Fast Food Restaurant Choices

So, you’ve had two or three rum and Cokes, chatted with your (possibly inebriated) friends, and have had a good time.  Now inevitably comes the shout, “Let’s go get pizza!”  As a bodybuilder, you may turn down this idea anyway, but as a gluten-free bodybuilder, this is absolutely out of the question.  I have dealt with the situation numerous times, and have found some acceptable (and delicious) alternatives.

Subway: Often open late, Subway salads are an ideal fast food choice that are healthier than a pizza (follow “sub shop” guidelines). Remember, gage your body’s reaction to eating in this bread-friendly restaurant.

Jimmy John’s: This quirky vendor of “America’s Favorite Sandwich” can turn any sub into an “Unwich,” which is their word for a lettuce wrap.  This makes many late-night options there an ideal low-carb, gluten-free snack.

IHOP: Now that many IHOP locations are open 24 hours, this is ideal post-bar fare (use breakfast spot and steakhouse guidelines).  Oh, and make sure that, hypothetically speaking, there is no pancake batter in your eggs...hmm...

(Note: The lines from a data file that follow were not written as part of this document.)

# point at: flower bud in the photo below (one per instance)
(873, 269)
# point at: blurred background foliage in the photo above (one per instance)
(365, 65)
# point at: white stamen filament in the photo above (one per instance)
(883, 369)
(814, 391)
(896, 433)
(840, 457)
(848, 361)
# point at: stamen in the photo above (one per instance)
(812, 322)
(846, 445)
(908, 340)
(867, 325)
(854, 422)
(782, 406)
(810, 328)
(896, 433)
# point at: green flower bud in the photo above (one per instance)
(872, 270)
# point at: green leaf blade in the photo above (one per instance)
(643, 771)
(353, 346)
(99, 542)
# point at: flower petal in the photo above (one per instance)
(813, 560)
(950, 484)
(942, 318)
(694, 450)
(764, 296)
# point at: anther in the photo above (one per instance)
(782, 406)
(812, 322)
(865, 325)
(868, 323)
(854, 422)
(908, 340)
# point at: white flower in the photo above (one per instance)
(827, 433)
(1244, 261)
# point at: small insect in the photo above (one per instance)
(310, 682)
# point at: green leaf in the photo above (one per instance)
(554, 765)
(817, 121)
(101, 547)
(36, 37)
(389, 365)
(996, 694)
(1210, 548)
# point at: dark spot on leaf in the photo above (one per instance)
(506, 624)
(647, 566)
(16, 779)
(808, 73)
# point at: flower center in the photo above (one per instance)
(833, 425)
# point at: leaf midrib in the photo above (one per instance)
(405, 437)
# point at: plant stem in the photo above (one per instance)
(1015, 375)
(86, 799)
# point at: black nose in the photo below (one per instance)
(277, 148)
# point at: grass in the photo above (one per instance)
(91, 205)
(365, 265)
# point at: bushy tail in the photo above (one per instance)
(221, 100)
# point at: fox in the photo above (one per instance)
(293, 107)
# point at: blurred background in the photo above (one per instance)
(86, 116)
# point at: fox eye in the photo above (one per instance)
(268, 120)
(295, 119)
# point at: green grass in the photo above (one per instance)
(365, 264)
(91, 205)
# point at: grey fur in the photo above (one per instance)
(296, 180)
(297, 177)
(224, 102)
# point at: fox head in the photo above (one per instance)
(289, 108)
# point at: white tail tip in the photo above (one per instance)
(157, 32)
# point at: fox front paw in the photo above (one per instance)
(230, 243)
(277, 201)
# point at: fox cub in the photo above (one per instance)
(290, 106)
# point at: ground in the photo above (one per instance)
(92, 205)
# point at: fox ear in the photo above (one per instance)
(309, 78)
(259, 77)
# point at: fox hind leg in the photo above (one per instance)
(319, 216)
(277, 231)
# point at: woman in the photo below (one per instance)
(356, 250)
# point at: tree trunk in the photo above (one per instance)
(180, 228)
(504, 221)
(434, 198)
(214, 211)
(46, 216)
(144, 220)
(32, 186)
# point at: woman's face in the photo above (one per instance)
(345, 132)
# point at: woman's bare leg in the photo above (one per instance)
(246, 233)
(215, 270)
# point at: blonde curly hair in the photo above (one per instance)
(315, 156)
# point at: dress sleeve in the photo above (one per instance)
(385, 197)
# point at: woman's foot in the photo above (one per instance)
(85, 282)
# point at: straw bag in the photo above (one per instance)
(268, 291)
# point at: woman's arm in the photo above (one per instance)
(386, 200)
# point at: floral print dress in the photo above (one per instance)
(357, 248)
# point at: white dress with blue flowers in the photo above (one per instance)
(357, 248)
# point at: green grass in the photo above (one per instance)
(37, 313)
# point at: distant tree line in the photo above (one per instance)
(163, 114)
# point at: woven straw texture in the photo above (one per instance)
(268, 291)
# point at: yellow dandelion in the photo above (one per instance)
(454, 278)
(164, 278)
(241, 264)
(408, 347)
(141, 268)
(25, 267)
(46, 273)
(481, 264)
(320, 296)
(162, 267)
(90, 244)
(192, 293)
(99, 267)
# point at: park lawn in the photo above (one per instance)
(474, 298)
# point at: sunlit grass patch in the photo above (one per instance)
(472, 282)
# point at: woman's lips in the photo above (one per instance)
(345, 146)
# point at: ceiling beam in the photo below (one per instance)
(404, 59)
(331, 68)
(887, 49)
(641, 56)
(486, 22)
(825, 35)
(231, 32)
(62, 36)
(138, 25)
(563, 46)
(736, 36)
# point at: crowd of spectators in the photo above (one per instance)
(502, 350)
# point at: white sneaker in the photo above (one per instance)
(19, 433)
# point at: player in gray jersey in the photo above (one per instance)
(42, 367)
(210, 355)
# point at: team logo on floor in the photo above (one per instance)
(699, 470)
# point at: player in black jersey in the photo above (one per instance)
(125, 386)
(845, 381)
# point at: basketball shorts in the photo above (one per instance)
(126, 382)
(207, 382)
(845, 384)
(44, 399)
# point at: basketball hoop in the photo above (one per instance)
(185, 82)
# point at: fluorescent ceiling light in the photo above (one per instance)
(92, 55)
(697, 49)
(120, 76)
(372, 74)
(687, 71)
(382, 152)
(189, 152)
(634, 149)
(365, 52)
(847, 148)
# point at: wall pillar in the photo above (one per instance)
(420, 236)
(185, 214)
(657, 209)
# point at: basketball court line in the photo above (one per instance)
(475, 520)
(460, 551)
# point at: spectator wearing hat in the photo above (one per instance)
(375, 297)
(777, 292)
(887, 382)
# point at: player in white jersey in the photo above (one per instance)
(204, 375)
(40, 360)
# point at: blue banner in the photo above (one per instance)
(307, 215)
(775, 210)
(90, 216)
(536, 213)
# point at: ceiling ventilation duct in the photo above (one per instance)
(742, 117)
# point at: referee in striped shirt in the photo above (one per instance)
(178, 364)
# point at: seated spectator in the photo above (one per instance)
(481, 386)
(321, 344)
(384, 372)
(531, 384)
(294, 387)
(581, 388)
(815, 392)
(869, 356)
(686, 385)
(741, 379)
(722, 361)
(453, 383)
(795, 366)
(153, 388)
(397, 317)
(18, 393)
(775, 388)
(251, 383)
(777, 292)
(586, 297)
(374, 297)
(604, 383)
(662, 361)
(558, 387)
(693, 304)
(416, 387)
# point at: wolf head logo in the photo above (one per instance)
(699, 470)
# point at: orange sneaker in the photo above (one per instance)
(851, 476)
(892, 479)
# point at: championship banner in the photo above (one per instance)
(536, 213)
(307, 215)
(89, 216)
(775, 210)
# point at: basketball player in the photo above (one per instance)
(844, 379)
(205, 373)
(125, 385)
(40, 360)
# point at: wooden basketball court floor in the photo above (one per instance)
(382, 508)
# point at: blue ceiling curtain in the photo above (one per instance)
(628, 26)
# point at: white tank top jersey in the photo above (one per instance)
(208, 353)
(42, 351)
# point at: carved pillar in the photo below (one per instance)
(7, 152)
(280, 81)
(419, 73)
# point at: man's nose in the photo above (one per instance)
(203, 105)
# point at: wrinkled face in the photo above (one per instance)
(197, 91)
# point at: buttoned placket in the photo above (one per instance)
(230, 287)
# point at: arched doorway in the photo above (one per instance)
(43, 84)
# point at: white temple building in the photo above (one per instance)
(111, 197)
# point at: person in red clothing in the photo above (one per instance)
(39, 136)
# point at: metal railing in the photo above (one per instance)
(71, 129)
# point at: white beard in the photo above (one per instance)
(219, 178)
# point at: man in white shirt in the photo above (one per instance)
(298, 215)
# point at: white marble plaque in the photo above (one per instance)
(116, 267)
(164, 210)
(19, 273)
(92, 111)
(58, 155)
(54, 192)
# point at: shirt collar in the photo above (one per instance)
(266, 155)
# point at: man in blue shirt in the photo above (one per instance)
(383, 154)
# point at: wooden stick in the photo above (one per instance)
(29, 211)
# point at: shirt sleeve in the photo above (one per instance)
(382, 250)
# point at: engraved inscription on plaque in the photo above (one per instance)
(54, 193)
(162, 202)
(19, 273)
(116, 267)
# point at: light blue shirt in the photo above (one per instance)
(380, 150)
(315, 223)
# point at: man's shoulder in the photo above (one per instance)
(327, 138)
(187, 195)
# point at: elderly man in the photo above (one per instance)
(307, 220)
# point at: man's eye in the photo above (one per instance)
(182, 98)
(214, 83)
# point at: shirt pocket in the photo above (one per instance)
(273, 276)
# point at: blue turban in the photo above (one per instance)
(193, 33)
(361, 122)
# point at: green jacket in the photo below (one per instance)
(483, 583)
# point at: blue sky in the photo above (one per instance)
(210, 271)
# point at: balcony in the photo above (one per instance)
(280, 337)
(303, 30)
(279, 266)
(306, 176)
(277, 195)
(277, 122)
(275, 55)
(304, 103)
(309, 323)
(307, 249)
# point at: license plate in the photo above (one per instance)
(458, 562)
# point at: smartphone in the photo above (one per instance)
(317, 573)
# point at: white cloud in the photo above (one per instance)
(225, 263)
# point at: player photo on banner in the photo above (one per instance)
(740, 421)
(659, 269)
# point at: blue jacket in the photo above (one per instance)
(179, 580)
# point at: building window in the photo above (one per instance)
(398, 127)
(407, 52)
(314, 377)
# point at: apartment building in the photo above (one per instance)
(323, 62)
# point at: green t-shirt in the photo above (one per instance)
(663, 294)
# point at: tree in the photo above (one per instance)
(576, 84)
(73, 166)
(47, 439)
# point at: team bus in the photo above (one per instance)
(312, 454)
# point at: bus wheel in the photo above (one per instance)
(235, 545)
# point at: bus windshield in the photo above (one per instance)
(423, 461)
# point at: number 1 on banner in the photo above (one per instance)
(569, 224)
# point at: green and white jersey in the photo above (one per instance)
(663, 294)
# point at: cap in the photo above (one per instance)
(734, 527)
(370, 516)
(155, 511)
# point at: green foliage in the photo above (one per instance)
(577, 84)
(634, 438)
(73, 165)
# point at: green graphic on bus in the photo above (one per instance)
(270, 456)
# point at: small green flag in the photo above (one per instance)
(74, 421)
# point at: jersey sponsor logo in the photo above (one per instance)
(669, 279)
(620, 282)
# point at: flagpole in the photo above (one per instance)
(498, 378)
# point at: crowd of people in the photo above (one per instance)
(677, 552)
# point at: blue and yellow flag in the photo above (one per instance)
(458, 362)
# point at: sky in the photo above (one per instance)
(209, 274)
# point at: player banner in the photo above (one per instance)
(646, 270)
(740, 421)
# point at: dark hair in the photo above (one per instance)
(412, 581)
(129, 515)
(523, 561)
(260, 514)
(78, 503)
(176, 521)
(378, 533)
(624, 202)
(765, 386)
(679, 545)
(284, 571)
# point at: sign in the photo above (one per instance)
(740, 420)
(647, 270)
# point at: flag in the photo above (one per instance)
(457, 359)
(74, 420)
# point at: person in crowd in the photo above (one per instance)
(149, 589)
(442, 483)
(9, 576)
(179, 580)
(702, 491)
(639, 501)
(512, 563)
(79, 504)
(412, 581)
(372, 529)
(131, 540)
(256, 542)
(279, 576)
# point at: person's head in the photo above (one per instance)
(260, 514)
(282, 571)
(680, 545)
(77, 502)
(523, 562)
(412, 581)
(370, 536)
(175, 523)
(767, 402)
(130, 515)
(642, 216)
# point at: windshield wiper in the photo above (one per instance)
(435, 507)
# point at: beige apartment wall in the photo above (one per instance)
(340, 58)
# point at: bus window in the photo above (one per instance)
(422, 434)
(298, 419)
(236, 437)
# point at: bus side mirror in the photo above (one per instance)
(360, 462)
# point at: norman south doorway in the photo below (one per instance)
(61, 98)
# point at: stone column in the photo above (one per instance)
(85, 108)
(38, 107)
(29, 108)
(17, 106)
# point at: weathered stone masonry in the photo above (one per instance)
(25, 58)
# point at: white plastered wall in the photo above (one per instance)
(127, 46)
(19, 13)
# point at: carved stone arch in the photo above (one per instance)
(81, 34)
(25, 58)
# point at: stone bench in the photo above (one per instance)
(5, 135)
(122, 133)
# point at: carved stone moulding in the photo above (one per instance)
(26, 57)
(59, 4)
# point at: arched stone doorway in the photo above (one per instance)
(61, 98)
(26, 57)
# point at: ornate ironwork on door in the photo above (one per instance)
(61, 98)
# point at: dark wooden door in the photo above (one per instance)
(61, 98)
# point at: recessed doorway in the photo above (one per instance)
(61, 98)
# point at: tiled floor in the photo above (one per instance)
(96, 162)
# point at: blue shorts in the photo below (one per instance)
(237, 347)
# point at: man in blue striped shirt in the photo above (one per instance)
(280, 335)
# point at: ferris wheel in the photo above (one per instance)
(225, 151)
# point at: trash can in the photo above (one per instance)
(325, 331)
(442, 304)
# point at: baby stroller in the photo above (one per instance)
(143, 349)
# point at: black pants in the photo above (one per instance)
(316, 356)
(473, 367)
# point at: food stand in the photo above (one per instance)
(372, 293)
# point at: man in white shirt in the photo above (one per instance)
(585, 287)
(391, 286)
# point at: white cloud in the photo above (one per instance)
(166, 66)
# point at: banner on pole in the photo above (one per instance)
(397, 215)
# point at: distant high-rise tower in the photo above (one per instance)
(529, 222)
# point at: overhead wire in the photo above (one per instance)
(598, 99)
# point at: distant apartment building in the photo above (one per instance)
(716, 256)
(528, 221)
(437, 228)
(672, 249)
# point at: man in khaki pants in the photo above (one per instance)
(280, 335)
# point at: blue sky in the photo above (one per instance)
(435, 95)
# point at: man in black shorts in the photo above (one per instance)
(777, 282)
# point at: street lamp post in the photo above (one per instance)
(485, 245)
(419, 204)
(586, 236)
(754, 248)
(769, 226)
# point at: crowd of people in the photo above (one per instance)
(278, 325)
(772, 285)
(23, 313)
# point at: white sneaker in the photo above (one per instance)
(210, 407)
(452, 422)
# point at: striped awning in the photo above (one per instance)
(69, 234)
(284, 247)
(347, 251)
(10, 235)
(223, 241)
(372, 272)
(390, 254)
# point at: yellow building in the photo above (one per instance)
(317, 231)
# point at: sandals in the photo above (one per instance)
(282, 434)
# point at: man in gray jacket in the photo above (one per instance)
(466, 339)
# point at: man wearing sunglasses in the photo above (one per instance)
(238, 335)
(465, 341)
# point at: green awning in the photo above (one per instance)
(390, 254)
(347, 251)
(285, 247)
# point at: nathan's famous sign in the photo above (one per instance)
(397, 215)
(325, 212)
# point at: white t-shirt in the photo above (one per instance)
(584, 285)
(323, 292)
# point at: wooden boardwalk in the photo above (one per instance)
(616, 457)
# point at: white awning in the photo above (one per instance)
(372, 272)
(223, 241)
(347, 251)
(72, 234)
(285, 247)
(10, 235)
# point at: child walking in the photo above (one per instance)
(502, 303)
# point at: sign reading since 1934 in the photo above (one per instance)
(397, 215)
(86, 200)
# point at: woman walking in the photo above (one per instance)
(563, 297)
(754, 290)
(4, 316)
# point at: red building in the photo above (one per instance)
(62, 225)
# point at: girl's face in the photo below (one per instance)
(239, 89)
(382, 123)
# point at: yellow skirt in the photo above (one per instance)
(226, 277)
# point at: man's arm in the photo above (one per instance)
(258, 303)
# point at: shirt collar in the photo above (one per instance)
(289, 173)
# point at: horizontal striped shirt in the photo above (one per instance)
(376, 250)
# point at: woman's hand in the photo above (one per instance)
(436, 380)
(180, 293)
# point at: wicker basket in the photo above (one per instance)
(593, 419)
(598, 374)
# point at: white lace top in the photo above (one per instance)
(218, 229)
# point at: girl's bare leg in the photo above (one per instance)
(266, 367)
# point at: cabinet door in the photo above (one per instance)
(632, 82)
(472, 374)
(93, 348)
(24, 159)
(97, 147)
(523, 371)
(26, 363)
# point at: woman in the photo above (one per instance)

Silver Diner: My favorite out of all the diners I’ve sampled.  With typical “breakfast spot” and some “steakhouse” choices, this late-night gem can be treated similarly to IHOP.

And a final note for your night out, regardless of where you end up: drink TONS of water!

And there you have it.  Follow the guidelines I’ve laid out in this article, and you are well on your way to a gluten-free bodybuilder’s evening out, complete with dinner and a couple of drinks afterwards!

I would like to invite any and all readers to write in about their own bodybuilder-friendly (and gluten-free, if you’d like) dinner venues, nightlife restaurants, and any other “venturing outside of the kitchen” food choices.  With enough feedback, I’ll be able to do a segment with your responses!

NOTE: The content provided in this article is for recreational purposes only and the information is not intended to treat, diagnose, cure, or prevent any disease. I am not a professional on this subject, and the information provided herein is strictly based on anecdotal evidence and should not be used in the place of professional guidance. If you think you may have Celiac Disease or sensitivity to gluten, seek the advice of a medical professional.